Le létrozole est aujourd'hui recommandé en première intention pour l'induction de l'ovulation, en l'absence d'autres facteurs d'infertilité. Il a montré de meilleurs taux de naissances vivantes que le clomifène, longtemps utilisé auparavant.

Le myo-inositol aide-t-il à tomber enceinte avec un SOPK ?

Il peut favoriser la régularité des cycles et la sensibilité à l'insuline. Les recommandations internationales 2023 jugent toutefois ses bénéfices cliniques limités comparés à d'autres approches comme la metformine, il a sa place, mais s'évalue au cas par cas.

Références

  1. Teede HJ, Tay CT, Laven JJE, et al. Recommendations from the 2023 International Evidence-based Guideline for the Assessment and Management of Polycystic Ovary Syndrome. J Clin Endocrinol Metab. 2023;108(10):2447-2469.
  2. Brand KMG, Gottwald-Hostalek U, Andag-Silva A. Update on the therapeutic role of metformin in the management of polycystic ovary syndrome: Effects on pathophysiologic process and fertility outcomes. Women's Health. 2025.
  3. Forslund M, Landin-Wilhelmsen K, Pena AS, et al. International evidence-based guideline on assessment and management of PCOS - A Nordic perspective. Acta Obstet Gynecol Scand. 2024.
  4. Greff D, Juhász AE, Váncsa S, et al. Inositol is an effective and safe treatment in polycystic ovary syndrome: a systematic review and meta-analysis of randomized controlled trials. Reprod Biol Endocrinol. 2023.
  5. Persson S, Elenis E, Turkmen S, et al. Fecundity among women with polycystic ovary syndrome (PCOS) - a population-based study. Hum Reprod. 2019;34(10):2052-2060.

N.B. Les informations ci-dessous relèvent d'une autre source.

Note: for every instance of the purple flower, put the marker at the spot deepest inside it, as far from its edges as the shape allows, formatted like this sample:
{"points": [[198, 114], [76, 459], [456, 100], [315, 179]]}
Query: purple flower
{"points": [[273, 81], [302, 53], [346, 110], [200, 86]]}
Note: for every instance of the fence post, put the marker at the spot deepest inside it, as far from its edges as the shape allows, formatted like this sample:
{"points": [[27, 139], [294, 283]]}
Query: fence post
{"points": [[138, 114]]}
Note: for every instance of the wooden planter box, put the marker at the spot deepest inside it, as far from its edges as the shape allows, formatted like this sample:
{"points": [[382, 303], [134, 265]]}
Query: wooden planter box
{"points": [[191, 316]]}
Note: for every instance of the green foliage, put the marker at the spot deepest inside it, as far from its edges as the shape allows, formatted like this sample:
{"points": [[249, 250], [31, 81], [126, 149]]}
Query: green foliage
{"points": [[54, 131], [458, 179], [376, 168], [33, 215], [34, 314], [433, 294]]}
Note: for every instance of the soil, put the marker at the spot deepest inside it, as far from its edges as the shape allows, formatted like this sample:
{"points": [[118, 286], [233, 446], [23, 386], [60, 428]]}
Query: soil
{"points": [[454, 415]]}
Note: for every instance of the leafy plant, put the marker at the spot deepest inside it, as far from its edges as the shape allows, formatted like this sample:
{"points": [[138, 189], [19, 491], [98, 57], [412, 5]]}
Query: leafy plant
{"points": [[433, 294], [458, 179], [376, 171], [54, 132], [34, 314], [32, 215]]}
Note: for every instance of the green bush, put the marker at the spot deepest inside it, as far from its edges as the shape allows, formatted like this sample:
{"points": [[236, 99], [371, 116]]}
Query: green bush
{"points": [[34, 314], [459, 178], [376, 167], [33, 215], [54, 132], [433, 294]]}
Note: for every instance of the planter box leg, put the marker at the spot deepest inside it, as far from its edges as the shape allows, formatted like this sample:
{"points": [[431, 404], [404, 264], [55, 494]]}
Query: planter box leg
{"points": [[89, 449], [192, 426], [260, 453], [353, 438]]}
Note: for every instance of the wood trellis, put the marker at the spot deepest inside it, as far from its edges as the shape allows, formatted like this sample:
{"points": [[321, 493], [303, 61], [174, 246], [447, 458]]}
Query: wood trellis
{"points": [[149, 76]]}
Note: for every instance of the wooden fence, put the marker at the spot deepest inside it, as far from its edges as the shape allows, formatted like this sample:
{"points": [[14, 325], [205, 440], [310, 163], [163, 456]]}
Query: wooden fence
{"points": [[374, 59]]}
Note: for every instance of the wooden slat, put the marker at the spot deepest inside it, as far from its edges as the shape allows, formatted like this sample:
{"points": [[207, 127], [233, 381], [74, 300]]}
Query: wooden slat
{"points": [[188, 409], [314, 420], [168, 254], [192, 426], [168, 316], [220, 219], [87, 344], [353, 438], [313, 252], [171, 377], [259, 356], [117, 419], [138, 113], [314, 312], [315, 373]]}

Note terminologique, SOPK / SOMP

Le SOPK a été renommé à l'international en 2026 (PMOS). En France, deux appellations coexistent sans arbitrage définitif : SOMP (syndrome ovarien métabolique polyendocrinien) et SMOP (syndrome métabolique ovarien polyendocrinien). Il s'agit de la même pathologie. Nous employons « SOPK » dans le titre et les recherches, et « SOMP » dans le corps de l'article, le temps que le nouveau nom s'installe.

N'oubliez pas : chaque femme est unique. Ce qui fonctionne pour l'une peut ne pas convenir à l'autre. Le plus important est de trouver l'équilibre qui vous correspond avec l'aide de professionnels de santé bienveillants.